História da imigração das plantas pelos continentes e como isso ajudou na padronização da alimentação no mundo.

Por Da Redação Materia seguir SEGUIR Materia seguir SEGUINDO
Atualizado em 31 out 2016, 18h21 - Publicado em 31 out 1995, 22h00

Ivonete D. Lucírio

Das caravanas da Antiguidade às caravelas dos descobridores, o entra-e-sai de plantas pelos cinco continentes atravessou milênios e revolucinou a alimentação mundial. O intenso trânsito botânico acabou padronizando a dieta. Hoje, a humanidade come, basicamente, o produto de vinte espécies vegetais e apenas três delas — trigo, arroz e milho — fornecem metade da comida de todo o planeta.

Por Ivonete D. Lucírio

Até o século XV, a Europa passava praticamente a pão e água e a base alimentar era o trigo. Além de ouro e prata, os descobridores europeus procuravam encontrar novas terras para expandir o cultivo do cereal. O trigo era tão importante que os portugueses pensaram em desistir de colonizar a Ilha dos Açores porque achavam que a região não era boa para ele. Buscavam, também, outras fontes de especiarias, os condimentos como pimenta, noz-moscada e cravo, supervalorizados porque eliminavam o mau cheiro e o gosto ruim das carnes, de difícil conservação e fácil decomposição, na época. O que os descobridores provavelmente não previram é que iriam voltar da América com as caravelas tão cheias de novos alimentos — como milho, mandioca, feijão e tomate — que revolucionariam os hábitos da humanidade.

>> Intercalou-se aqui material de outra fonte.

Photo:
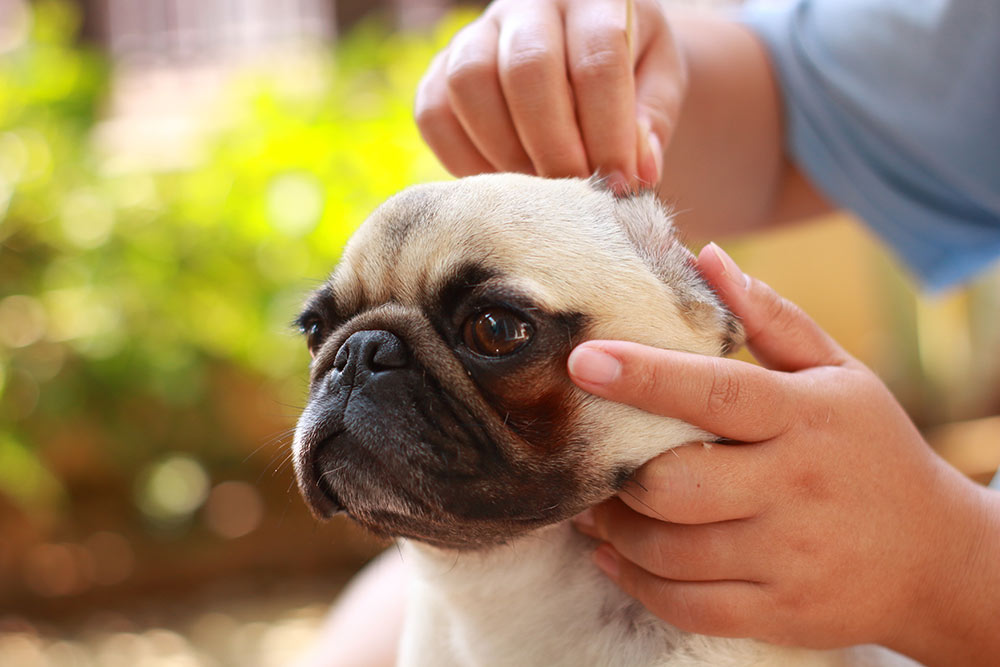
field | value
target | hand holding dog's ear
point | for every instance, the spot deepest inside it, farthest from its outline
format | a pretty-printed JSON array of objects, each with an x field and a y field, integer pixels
[
  {"x": 832, "y": 523},
  {"x": 552, "y": 88}
]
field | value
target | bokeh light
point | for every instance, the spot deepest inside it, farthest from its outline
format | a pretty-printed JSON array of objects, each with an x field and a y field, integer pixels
[
  {"x": 172, "y": 489},
  {"x": 22, "y": 321}
]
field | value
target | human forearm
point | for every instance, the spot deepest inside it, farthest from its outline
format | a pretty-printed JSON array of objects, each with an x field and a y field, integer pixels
[
  {"x": 725, "y": 168},
  {"x": 953, "y": 619}
]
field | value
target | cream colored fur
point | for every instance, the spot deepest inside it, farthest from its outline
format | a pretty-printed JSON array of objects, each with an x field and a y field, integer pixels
[{"x": 539, "y": 600}]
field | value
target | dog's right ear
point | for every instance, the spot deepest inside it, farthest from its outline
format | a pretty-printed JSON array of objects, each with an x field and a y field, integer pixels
[{"x": 650, "y": 230}]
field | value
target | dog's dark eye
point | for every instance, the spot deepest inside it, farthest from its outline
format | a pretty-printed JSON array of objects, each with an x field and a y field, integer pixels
[
  {"x": 496, "y": 332},
  {"x": 314, "y": 331}
]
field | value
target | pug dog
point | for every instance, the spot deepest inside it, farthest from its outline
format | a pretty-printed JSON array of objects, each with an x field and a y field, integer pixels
[{"x": 440, "y": 412}]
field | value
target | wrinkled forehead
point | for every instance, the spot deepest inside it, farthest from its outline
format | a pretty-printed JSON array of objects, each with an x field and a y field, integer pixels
[{"x": 428, "y": 238}]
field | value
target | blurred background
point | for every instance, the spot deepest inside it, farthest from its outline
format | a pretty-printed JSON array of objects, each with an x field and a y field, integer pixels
[{"x": 175, "y": 176}]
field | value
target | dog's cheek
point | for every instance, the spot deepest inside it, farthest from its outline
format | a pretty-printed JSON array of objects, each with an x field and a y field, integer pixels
[{"x": 539, "y": 405}]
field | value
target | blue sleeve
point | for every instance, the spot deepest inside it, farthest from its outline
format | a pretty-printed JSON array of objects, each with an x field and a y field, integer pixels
[{"x": 892, "y": 109}]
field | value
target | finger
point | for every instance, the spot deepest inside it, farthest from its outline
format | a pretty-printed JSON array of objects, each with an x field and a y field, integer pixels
[
  {"x": 660, "y": 85},
  {"x": 600, "y": 69},
  {"x": 779, "y": 333},
  {"x": 698, "y": 484},
  {"x": 706, "y": 552},
  {"x": 473, "y": 87},
  {"x": 717, "y": 608},
  {"x": 440, "y": 127},
  {"x": 534, "y": 83},
  {"x": 730, "y": 398}
]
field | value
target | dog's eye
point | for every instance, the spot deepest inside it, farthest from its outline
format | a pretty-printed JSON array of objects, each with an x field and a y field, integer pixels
[
  {"x": 496, "y": 332},
  {"x": 314, "y": 331}
]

Algumas plantas também migraram da Europa para o Novo Mundo. Como os viajantes da Era dos Descobrimentos não sabiam se encontrariam alimento na América e na África, enchiam os porões dos navios com sementes e mudas para cultivar. “Foi assim que chegaram ao continente americano o trigo, o café, a cana-de-açúcar, o arroz, a banana e a laranja”, afirma o agrônomo Antônio L. Gonçalves, do Jardim Botânico de São Paulo.Depois de séculos de intercâmbio, hoje quase todo mundo come a mesma coisa. Segundo o biólogo Edward Wilson, da Universidade de Harvard, apenas vinte espécies de plantas fornecem 90% do alimento mundial, e só três delas — trigo, milho e arroz — são responsáveis pela metade. Essa padronização aconteceu porque algumas espécies rendem mais, graças à habilidade que o homem desenvolveu para alterar geneticamente uma planta. Ao longo do tempo, aprendeu-se que é possível cruzar variedades diferentes e reunir, em uma mesma planta, as características mais produtivas de muitas delas, como rentabilidade e resistência ao frio, ao calor e às pragas.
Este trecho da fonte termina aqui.